5 Replies Latest reply on Aug 13, 2012 1:40 AM by gnn_nicolas

    Firewall blocking images on all websites

      Hi,

         I'm a beginner with MC Afee firewall and I am using the verson 8.1.1 with a profiler all working OK but I am experiencing problem with image/video display on all websites. All other contents are displayed.

      My Rule is as follow:

       

      Application:HTTP;

      Source: Any;

      Destination: www.anywebsite.com

      NAT: Localhost;

      Application Defense group: Default;

       

      Anything else is on Default Setting.

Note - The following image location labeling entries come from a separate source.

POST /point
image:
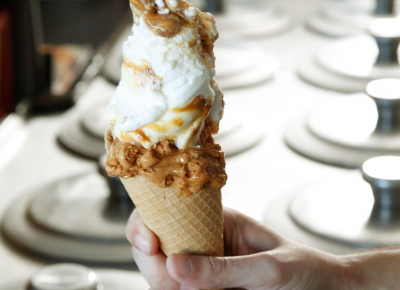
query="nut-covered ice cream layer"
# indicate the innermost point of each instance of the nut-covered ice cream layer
(167, 89)
(189, 170)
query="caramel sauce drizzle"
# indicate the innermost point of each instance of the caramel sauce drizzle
(165, 25)
(199, 103)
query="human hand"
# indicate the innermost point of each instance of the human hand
(256, 258)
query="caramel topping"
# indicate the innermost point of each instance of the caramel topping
(143, 69)
(190, 170)
(165, 25)
(141, 135)
(141, 4)
(169, 25)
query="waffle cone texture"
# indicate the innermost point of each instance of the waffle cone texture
(183, 224)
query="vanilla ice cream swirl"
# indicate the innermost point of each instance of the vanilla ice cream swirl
(167, 89)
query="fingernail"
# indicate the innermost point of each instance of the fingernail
(141, 244)
(183, 265)
(183, 287)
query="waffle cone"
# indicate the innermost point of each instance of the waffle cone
(184, 224)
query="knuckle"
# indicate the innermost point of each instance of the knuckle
(219, 269)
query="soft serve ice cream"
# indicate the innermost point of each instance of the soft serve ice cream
(167, 89)
(168, 105)
(163, 115)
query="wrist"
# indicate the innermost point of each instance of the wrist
(350, 273)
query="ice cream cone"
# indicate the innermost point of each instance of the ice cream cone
(187, 224)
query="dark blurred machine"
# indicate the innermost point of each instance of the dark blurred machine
(51, 47)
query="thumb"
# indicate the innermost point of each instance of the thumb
(203, 272)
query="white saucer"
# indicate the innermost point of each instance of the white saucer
(337, 133)
(355, 57)
(59, 244)
(111, 279)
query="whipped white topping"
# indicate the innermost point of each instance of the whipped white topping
(161, 78)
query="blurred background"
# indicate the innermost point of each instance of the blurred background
(311, 130)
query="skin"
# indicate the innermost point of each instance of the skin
(259, 258)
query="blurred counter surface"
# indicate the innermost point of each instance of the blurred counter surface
(256, 177)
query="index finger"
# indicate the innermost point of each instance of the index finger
(140, 236)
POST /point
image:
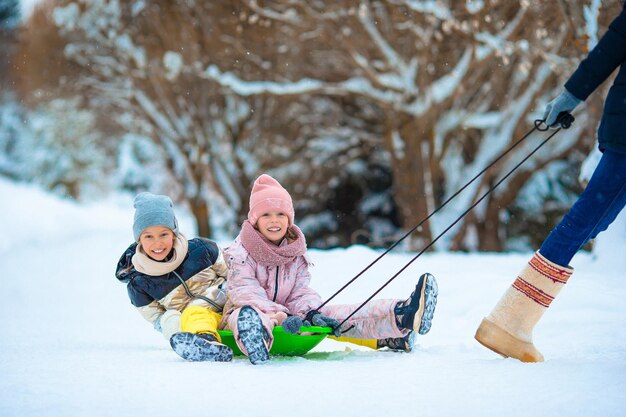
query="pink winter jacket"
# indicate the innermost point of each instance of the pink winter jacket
(270, 289)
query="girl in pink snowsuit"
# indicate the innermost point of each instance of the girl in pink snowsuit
(269, 279)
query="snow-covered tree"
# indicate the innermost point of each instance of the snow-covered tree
(456, 83)
(322, 94)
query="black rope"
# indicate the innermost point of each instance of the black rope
(564, 120)
(407, 234)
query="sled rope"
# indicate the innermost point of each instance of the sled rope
(562, 119)
(565, 120)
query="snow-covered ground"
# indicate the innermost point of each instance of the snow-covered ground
(72, 345)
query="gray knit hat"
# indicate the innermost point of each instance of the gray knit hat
(153, 210)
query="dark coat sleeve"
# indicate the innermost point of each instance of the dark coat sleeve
(604, 58)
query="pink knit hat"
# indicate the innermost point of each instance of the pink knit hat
(267, 195)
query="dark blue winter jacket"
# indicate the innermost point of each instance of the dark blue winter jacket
(203, 271)
(608, 54)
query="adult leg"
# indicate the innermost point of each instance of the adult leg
(507, 330)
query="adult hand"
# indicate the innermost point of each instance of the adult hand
(564, 102)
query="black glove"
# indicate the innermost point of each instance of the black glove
(564, 102)
(318, 319)
(292, 324)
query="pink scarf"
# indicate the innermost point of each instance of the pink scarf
(265, 252)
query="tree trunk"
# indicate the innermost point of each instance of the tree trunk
(200, 210)
(409, 178)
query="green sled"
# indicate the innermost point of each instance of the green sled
(285, 344)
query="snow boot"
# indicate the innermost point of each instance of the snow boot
(200, 347)
(405, 343)
(508, 329)
(416, 313)
(253, 335)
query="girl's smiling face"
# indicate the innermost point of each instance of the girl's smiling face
(273, 226)
(157, 242)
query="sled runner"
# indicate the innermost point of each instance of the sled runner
(285, 344)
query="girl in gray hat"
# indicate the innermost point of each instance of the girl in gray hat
(178, 285)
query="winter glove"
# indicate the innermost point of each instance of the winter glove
(318, 319)
(292, 324)
(564, 102)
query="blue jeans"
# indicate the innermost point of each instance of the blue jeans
(592, 213)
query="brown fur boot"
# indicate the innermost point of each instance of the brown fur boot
(508, 329)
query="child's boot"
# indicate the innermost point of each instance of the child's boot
(405, 343)
(253, 335)
(200, 347)
(416, 313)
(508, 329)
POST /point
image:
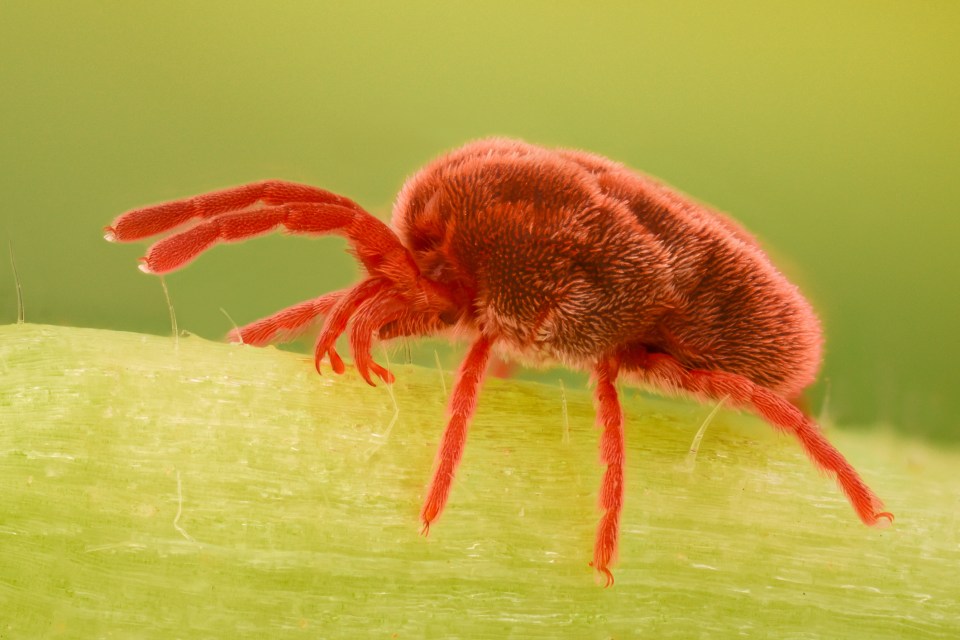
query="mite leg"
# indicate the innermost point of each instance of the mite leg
(287, 324)
(665, 372)
(372, 241)
(610, 418)
(149, 221)
(462, 404)
(370, 316)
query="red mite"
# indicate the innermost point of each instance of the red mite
(549, 255)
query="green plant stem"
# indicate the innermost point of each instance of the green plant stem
(198, 489)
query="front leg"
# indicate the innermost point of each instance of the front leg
(610, 418)
(462, 404)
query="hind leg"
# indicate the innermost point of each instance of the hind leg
(667, 373)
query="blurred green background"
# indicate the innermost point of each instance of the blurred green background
(830, 129)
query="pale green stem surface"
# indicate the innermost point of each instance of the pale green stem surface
(207, 490)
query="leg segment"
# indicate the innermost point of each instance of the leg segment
(666, 372)
(462, 404)
(287, 324)
(149, 221)
(372, 241)
(610, 418)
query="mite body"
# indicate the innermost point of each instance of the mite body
(547, 255)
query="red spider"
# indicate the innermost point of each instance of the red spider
(549, 255)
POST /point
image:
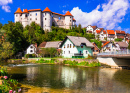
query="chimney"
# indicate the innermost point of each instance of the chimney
(36, 45)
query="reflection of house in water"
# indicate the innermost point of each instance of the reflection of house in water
(69, 76)
(31, 73)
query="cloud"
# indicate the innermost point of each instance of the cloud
(111, 15)
(64, 11)
(4, 4)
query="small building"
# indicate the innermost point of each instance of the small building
(96, 50)
(110, 35)
(76, 47)
(32, 49)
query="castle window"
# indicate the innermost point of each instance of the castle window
(59, 18)
(26, 15)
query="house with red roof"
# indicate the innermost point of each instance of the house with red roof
(109, 47)
(44, 18)
(120, 34)
(91, 29)
(110, 35)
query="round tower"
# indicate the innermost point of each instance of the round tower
(17, 15)
(68, 20)
(25, 17)
(47, 19)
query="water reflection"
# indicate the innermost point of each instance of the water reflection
(78, 79)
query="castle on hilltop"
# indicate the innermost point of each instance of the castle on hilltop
(44, 18)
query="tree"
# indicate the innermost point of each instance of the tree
(129, 45)
(6, 50)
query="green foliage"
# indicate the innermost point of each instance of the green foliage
(7, 84)
(98, 43)
(84, 63)
(129, 45)
(118, 39)
(6, 50)
(30, 55)
(45, 61)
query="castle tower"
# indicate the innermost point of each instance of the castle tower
(47, 19)
(25, 17)
(17, 15)
(68, 20)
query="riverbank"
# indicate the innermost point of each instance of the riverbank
(62, 61)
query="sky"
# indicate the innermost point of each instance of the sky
(107, 14)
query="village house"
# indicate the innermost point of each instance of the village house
(32, 49)
(110, 35)
(76, 47)
(95, 49)
(109, 47)
(44, 18)
(91, 29)
(120, 34)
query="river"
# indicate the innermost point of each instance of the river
(71, 79)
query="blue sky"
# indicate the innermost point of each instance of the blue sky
(108, 14)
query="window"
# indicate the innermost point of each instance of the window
(26, 15)
(67, 45)
(73, 46)
(70, 45)
(59, 18)
(81, 46)
(64, 46)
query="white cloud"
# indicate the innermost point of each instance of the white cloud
(64, 11)
(4, 4)
(112, 13)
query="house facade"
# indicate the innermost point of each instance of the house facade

      However changing Destination to "Any" allow images to be displayed.

       

      Should I provide any more info.

        • 1. Re: Firewall blocking images on all websites
          PhilM

          Not wishing to sound as though I'm giving you a standard "Have you tried switching it off and on again?" response, the one thing I can see is that your software is not up to date. There has been quite a bit of development with MFE v8 and things got a lot more stable with the 8.2 release.

           

          The current release is 8.2.1 with patch 3 (8.2.1P03) and I would recommend that you install all the outstanding patches to get your Firewall to that version as soon as you can.

           

          The fact that the only change you are indicating is changing the destination from "www.anywebsite.com" to "Any" could suggest you may have a DNS issue. Are the images for "www.anywebsite.com" coming from the same location? In many instances the images can be stored in a different location (e.g. images.anywebsite.com or images.somebody-elses-website.com) and if this your only outbound HTTP rule and it is only allowing outbound HTTP to a specific hostname it could explain why you can see the content/body of the site, but no images or videos.

           

          Hope that helps.

           

          -Phil.

          • 2. Re: Firewall blocking images on all websites

            Hello,

             

            I'm assuming you are using a host object for www.anywebsite.com? Or a domain object?

             

            Keep in mind that many images are hosted on other servers, if you are only allowing www.anywebsite.com, images hosted on other servers will be blocked.

             

            -Matt

            1 of 1 people found this helpful
            • 3. Re: Firewall blocking images on all websites

              I am using host object and I see now how it might be a problem. So, is there any other way (new or additional configuration) that will allow all contents display from www.anywebsite.com.

               

              Thank you

              • 4. Re: Firewall blocking images on all websites
                PhilM

                As Matt says, the problem you are experiencing is because many web sites often host their image content (and other elements) on different servers and these servers may not be part of the www.anywebsite.com host object you are trying to use in your rule.

                 

                The rule will allow users to access www.anywebsite.com, but as soon as links on that web site try to download images and the URLs for those images are located at www.anotherwebsite.com when these requests are sent to your firewall they will not match the explicit rule you have created and will fall through to the Deny All rule at the bottom.

                 

                If you are looking to control web access and you are running version 8, maybe you should consider implementing a SmartFilter policy which will allow you to deny access to large portions of the internet by category type (Pornography, Malicious Sites, etc...).

                 

                -Phil.

                • 5. Re: Firewall blocking images on all websites

                  I've tried a couple of times and it seems that customizing smartfillter policy will be the solution.

                   

                  Thank you, Phil and Matt, very much for your help.